AVS 50th International Symposium
    Biomaterial Interfaces Wednesday Sessions
       Session BI-WeM

Paper BI-WeM1
Calculation of Free Energy of Peptide-Surface Adsorption Using Molecular Dynamics Simulations

Wednesday, November 5, 2003, 8:20 am, Room 317

Session: Bionanoscale Analysis: Theory to Experiment
Presenter: V. Raut, Clemson University
Authors: V. Raut, Clemson University
S.J. Stuart, Clemson University
R.A. Latour, Clemson University
Correspondent: Click to Email
Proteins, which are bioactive molecules, adsorb on implants placed in the body and directly influence biocompatibility. Molecular dynamics (MD) modeling provides one of the most direct methods of analyzing individual molecular-level interactions and can be used to simulate protein adsorption behavior using empirical force fields. In order to correctly simulate protein adsorption behavior, a force field must correctly represent the thermodynamic driving forces governing peptide residue-surface interactions (i.e., adsorption enthalpy, entropy & free energy).
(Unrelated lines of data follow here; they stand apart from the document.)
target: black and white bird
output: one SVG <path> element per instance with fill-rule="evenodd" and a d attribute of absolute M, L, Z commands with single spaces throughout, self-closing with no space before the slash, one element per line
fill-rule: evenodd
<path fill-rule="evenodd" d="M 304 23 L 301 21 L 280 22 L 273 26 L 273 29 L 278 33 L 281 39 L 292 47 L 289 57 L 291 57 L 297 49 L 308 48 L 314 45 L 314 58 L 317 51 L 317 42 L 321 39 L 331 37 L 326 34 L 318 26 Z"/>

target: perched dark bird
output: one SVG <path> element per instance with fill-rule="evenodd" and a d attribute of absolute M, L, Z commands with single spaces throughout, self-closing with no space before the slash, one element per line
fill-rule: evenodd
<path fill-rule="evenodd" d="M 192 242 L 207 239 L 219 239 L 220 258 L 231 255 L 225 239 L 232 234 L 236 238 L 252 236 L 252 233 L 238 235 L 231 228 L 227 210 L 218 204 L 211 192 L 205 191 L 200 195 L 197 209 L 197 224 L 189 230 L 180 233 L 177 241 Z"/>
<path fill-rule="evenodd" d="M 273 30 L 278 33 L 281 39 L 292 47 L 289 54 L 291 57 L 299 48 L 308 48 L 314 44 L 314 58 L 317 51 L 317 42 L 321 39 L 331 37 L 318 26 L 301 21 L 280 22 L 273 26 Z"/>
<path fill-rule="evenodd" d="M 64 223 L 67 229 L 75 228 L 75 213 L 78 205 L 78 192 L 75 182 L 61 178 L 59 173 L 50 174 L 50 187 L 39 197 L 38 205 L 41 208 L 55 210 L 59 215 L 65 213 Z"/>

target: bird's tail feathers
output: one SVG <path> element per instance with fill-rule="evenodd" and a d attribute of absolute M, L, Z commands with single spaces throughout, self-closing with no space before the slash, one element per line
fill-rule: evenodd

However, since existing force fields were developed without consideration of protein adsorption, they may not accurately represent this type of molecular behavior. Therefore the objective of our research is to develop computational chemistry methods to calculate thermodynamic parameters of peptide-surface adsorption and compare them with experimental results for the assessment of force field accuracy. Various MD simulations demonstrating individual residue-surface reactions are being studied. These models represent the behavior of small peptides over functionalized SAM surfaces in a water box with periodic boundary conditions. Statistical mechanics methods are being developed based on positionional probability distributions obtained from MD simulations to enable us to calculate the change in enthalpy, entropy & free energy as a function of distance between the peptide & surface. Comparison of these results with experimental results will enable us to determine the accuracy of available force fields. If necessary, the developed methods will then also serve as a basis for the development of a new force field that is specifically parameterized to accurately simulate protein adsorption behavior.